Stateless HMAC-signed tokens for password-reset / email-verification flows. The signature binds to the user's last_login / password / email, so a single use of the token (which changes the password) invalidates every outstanding URL.

from dorm.contrib.auth.tokens import default_token_generator

token = default_token_generator.make_token(user)
# … embed in reset email URL …

if default_token_generator.check_token(user, posted_token):
    user.set_password(new_password)
    user.save()  # Salt rolls — token invalidates automatically.

dorm.contrib.auth.tokens.PasswordResetTokenGenerator

Stateless reset / verification tokens.

Construct one instance per use case and reuse it: thread-safe, no state of its own. Different timeout values give different expiry policies (15-min email-verification vs. 24h password-reset vs. 7d "remember-this-device") without sharing the secret across multiple namespaces.

make_token(user: Any) -> str

Mint a reset token for user. Embed verbatim in a URL — no further escaping needed (the value is already URL-safe-base64).

check_token(user: Any, token: str | None) -> bool

Verify token binds to user's current state and is within the configured timeout. Constant-time comparison; never raises on malformed input — returns False.

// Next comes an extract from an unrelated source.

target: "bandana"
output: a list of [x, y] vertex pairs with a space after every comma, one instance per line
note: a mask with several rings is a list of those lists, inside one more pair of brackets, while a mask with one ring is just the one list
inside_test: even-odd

dorm.contrib.auth.tokens.default_token_generator = PasswordResetTokenGenerator() module-attribute

dorm.contrib.auth.tokens.generate_short_lived_token(*, prefix: str = 'tok_') -> str

Stateful equivalent: a random URL-safe token that the caller stores in a one-shot table (e.g. an email-verification table keyed by hashed token + expiry). Use when stateless HMAC isn't a fit (e.g. when you need a one-row revoke list).

Meta.permissions sync

Custom permissions declared on a model via Meta.permissions materialise into auth_permission rows when you call :func:sync_permissions. Default verbs (add_x, change_x, delete_x, view_x) get auto-emitted per concrete model. Idempotent — safe to call every deploy.

class Article(dorm.Model):
    class Meta:
        permissions = [
            ("articles.publish", "Can publish articles"),
            ("articles.archive", "Can archive articles"),
        ]

# Run once after migrate (or wire into a deploy hook):
from dorm.contrib.auth.management import sync_permissions
sync_permissions()  # → ints, count of new rows created

dorm.contrib.auth.management.sync_permissions(*, registry: dict | None = None) -> int

Walk every model in registry (defaults to the global model registry) and ensure a Permission row exists for every default verb plus every entry in Meta.permissions.

Returns the number of new Permission rows created.

Idempotent: existing rows are left untouched. Stale permissions (codename no longer declared) are NOT removed — that's a separate cleanup step the operator runs manually, since revoking a permission may break user assignments.